Hope you will understand my concern as we need to validate each and every section from scratch if we move from ESP32 IDF 2.0 to ESP32 IDF 2.1 SDK and later on ESP32 IDF 2.1.1
Again it depends whether the changes are worth the effort to you to do the migration. I believe you can git cherry pick the patch if I am not wrong if you are insistent on staying on v2.0.

Re: WiFi WPA2 protocol vulnerabilities (VU#228519)

Posted: Mon Oct 23, 2017 8:29 am
by Ritesh
halfro wrote:
Ritesh wrote:
ESP_Angus wrote:
As per the reply I sent you on the other thread, updating to V2.1 and then V2.1.1 is the supported upgrade path for these fixes.
Yes.
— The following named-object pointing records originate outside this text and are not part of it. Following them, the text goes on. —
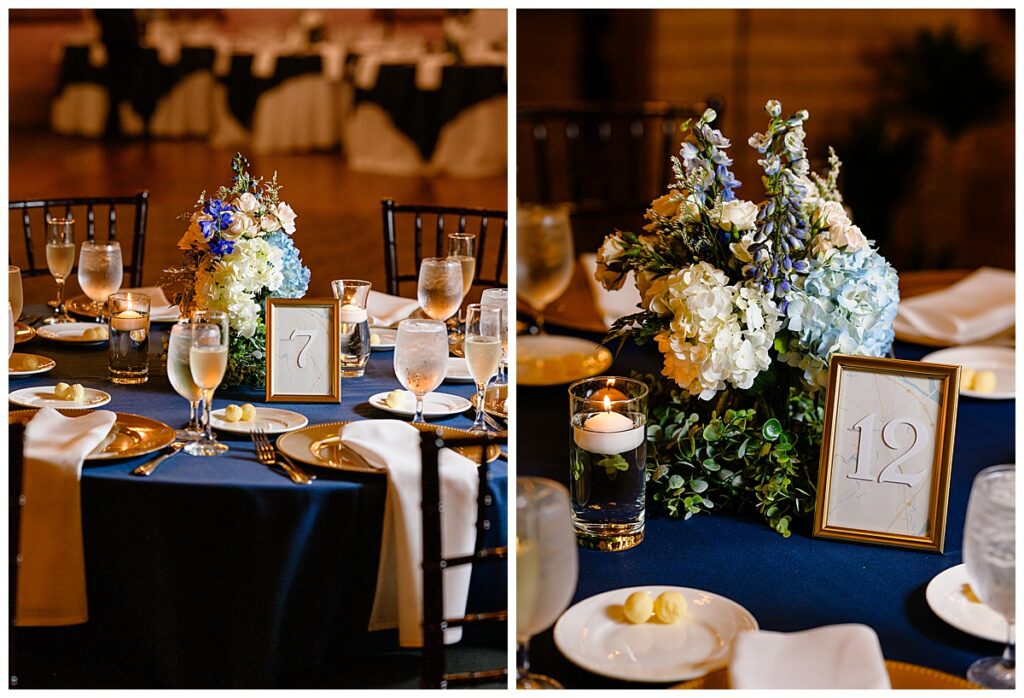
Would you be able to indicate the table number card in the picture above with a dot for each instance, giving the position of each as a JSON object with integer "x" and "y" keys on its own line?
{"x": 302, "y": 358}
{"x": 887, "y": 451}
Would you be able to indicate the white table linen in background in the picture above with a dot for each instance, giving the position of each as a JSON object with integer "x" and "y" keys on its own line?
{"x": 394, "y": 446}
{"x": 51, "y": 573}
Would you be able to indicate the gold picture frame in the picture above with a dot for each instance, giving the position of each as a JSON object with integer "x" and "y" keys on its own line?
{"x": 310, "y": 369}
{"x": 867, "y": 434}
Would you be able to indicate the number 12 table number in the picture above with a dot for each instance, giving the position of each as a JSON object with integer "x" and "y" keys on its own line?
{"x": 887, "y": 451}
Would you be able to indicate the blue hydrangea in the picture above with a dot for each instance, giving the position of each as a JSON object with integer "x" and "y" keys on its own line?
{"x": 296, "y": 275}
{"x": 846, "y": 304}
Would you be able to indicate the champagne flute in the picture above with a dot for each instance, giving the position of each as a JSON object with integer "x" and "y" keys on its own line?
{"x": 100, "y": 271}
{"x": 421, "y": 358}
{"x": 179, "y": 374}
{"x": 545, "y": 256}
{"x": 483, "y": 352}
{"x": 546, "y": 567}
{"x": 14, "y": 291}
{"x": 499, "y": 298}
{"x": 59, "y": 260}
{"x": 989, "y": 557}
{"x": 207, "y": 363}
{"x": 440, "y": 288}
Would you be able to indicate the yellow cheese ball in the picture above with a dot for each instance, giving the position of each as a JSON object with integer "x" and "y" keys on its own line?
{"x": 670, "y": 607}
{"x": 638, "y": 607}
{"x": 984, "y": 382}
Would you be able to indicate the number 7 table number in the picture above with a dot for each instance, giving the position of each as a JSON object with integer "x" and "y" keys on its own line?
{"x": 891, "y": 438}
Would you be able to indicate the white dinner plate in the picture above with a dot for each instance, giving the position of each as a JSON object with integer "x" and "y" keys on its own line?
{"x": 270, "y": 420}
{"x": 554, "y": 359}
{"x": 982, "y": 357}
{"x": 70, "y": 333}
{"x": 43, "y": 396}
{"x": 386, "y": 339}
{"x": 20, "y": 364}
{"x": 948, "y": 596}
{"x": 458, "y": 371}
{"x": 434, "y": 404}
{"x": 595, "y": 636}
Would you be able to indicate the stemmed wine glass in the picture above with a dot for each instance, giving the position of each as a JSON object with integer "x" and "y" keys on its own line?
{"x": 179, "y": 373}
{"x": 499, "y": 298}
{"x": 545, "y": 256}
{"x": 990, "y": 560}
{"x": 482, "y": 346}
{"x": 546, "y": 567}
{"x": 440, "y": 287}
{"x": 59, "y": 260}
{"x": 100, "y": 271}
{"x": 421, "y": 358}
{"x": 207, "y": 362}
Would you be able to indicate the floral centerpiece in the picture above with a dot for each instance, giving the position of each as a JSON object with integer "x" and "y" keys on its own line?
{"x": 747, "y": 302}
{"x": 238, "y": 253}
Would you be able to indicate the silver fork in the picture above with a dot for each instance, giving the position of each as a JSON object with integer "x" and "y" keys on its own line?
{"x": 267, "y": 455}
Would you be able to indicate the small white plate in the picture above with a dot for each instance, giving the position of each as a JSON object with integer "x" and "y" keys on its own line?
{"x": 595, "y": 636}
{"x": 946, "y": 595}
{"x": 70, "y": 333}
{"x": 43, "y": 396}
{"x": 434, "y": 404}
{"x": 18, "y": 364}
{"x": 386, "y": 337}
{"x": 982, "y": 357}
{"x": 270, "y": 420}
{"x": 458, "y": 371}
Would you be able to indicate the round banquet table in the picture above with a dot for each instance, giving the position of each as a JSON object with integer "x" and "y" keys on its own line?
{"x": 787, "y": 584}
{"x": 219, "y": 571}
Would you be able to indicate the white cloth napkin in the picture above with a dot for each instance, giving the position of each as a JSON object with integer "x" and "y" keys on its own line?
{"x": 830, "y": 657}
{"x": 385, "y": 310}
{"x": 51, "y": 575}
{"x": 977, "y": 306}
{"x": 610, "y": 304}
{"x": 394, "y": 446}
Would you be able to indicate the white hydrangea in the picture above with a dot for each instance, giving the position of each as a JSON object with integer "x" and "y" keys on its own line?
{"x": 720, "y": 334}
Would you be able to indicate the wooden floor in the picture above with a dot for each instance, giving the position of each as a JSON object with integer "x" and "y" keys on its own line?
{"x": 339, "y": 224}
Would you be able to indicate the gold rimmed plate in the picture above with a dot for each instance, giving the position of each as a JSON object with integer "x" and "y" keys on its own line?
{"x": 132, "y": 435}
{"x": 320, "y": 445}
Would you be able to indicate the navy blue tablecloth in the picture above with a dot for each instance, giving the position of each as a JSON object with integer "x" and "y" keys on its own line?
{"x": 788, "y": 584}
{"x": 219, "y": 571}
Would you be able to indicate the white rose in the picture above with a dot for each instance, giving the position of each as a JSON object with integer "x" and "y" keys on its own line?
{"x": 739, "y": 215}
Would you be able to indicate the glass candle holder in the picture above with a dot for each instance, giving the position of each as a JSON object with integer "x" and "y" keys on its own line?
{"x": 608, "y": 461}
{"x": 353, "y": 325}
{"x": 128, "y": 351}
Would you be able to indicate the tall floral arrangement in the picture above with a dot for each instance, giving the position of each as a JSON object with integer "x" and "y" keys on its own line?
{"x": 239, "y": 252}
{"x": 747, "y": 302}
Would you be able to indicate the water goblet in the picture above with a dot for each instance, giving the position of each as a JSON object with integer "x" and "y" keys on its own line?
{"x": 421, "y": 358}
{"x": 207, "y": 363}
{"x": 989, "y": 557}
{"x": 59, "y": 260}
{"x": 547, "y": 566}
{"x": 482, "y": 346}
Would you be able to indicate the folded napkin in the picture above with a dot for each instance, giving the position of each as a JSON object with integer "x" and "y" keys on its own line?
{"x": 385, "y": 310}
{"x": 610, "y": 304}
{"x": 51, "y": 574}
{"x": 977, "y": 306}
{"x": 830, "y": 657}
{"x": 394, "y": 446}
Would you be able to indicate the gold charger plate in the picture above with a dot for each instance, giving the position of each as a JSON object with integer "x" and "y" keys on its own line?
{"x": 132, "y": 435}
{"x": 320, "y": 445}
{"x": 901, "y": 675}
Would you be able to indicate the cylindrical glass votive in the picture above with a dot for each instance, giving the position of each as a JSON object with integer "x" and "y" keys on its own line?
{"x": 353, "y": 325}
{"x": 608, "y": 460}
{"x": 128, "y": 352}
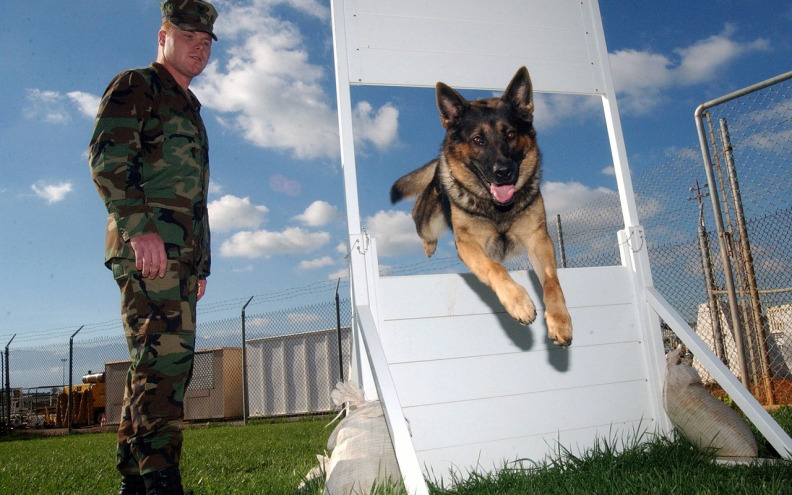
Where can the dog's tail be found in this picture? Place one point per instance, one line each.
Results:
(414, 183)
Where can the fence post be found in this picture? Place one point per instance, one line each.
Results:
(724, 246)
(8, 388)
(709, 277)
(747, 261)
(71, 372)
(245, 405)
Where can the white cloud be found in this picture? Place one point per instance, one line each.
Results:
(561, 197)
(87, 103)
(316, 263)
(46, 106)
(381, 128)
(234, 213)
(319, 213)
(52, 193)
(340, 274)
(394, 231)
(280, 183)
(255, 244)
(640, 77)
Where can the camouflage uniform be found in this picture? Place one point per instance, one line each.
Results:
(149, 159)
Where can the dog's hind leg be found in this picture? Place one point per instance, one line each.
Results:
(541, 252)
But for that I need to upgrade ESP32 IDF SDK from 2.0 to 2.1 as we are right now using ESP32 IDF 2.0 SDK for my application development purpose that is what biggest concern we have as we have already developed 90% Application using ESP32 IDF 2.0 SDK and also validated it.

Hope you will understand my concern as we need to validate each and every section from scratch if we move from ESP32 IDF 2.0 to ESP32 IDF 2.1 SDK and later on ESP32 IDF 2.1.1
Again it depends whether the changes are worth the effort to you to do the migration. I believe you can git cherry pick the patch if I am not wrong if you are insistent on staying on v2.0.
Thanks for Reply.

I will do it and will let you know if any issue while migrating that changes into ESP32 IDF 2.0 SDK which we are right now using for application development purpose.